Preheat the oven to 350 degrees. Lay 2 cups of pecans in a single layer on a baking sheet and toast for 8-12 minutes, stirring once mid-way through baking until fragrant and browned. Remove from the oven and cool to room temperature.
Place the toasted pecans, brown sugar and confectioners sugar in the bowl of a food processor and pulse until the nuts are finely ground. Add the flour and salt and process to combine.
Add the butter and process until the mixture resembles wet sand and the mixture begins to ride up the sides of the bowl. Add the egg yolk and process until combined.
Cut a 15" long piece of parchment paper and place on a work surface. Transfer half the dough to the plastic wrap and roll it into a log shape, about 2" in diameter. Roll up to seal in the parchment and twist the ends gently to seal. Repeat with the remaining dough. Place cookie dough logs in the refrigerator and chill for 2 hours (or overnight) until firm.
When the dough is chilled and you're ready to bake, preheat the oven to 325°.
Arrange the oven rack to the center of the oven and line a sheet pan with parchment paper or a silpat.
Whisk the egg white with 1 teaspoon of water until frothy. Set aside.
Chop the remaining ½cup of pecans finely. Set aside.
Working with 1 dough log at a time, remove from plastic wrap and use a sharp chef's knife to cut the dough into 3/8" slices, rotating the log as you go so that the log doesn't become misshapen, from the weight of the knife. Place rounds 1" apart on the cookie sheet.

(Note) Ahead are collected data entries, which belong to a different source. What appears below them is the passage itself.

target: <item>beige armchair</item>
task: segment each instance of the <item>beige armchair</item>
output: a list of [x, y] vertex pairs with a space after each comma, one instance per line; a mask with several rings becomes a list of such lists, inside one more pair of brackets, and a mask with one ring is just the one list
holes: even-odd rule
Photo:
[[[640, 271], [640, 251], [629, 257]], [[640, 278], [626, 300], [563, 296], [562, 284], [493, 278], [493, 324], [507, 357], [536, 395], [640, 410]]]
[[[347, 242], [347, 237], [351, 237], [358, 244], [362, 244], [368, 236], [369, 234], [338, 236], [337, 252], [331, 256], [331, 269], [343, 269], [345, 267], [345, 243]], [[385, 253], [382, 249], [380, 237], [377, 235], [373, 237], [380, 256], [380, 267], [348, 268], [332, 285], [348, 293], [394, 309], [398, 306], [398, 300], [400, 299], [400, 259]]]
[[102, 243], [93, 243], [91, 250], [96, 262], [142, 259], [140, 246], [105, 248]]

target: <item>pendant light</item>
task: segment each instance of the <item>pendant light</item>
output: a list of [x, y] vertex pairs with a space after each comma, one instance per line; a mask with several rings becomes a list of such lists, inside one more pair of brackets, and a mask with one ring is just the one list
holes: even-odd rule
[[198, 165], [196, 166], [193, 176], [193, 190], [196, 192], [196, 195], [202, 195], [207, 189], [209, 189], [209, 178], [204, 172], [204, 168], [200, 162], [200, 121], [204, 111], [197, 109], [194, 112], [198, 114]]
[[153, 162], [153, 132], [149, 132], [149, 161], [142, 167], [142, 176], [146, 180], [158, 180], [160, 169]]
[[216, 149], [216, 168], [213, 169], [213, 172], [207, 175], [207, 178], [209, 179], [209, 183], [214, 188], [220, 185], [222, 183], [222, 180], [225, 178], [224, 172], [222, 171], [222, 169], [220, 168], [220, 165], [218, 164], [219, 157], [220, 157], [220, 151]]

Use a pastry brush to lightly swab each cookie with egg white to coat the top. Sprinkle the cookies with chopped pecans, a sprinkle of sugar and light sprinkle of sea salt.
Bake cookies for 10-15 minutes or until cookies are lightly browned and crisp.
Cool cookies for 3 minutes on a baking sheet before transferring them to a wire rack to cool completely. Store in an airtight container.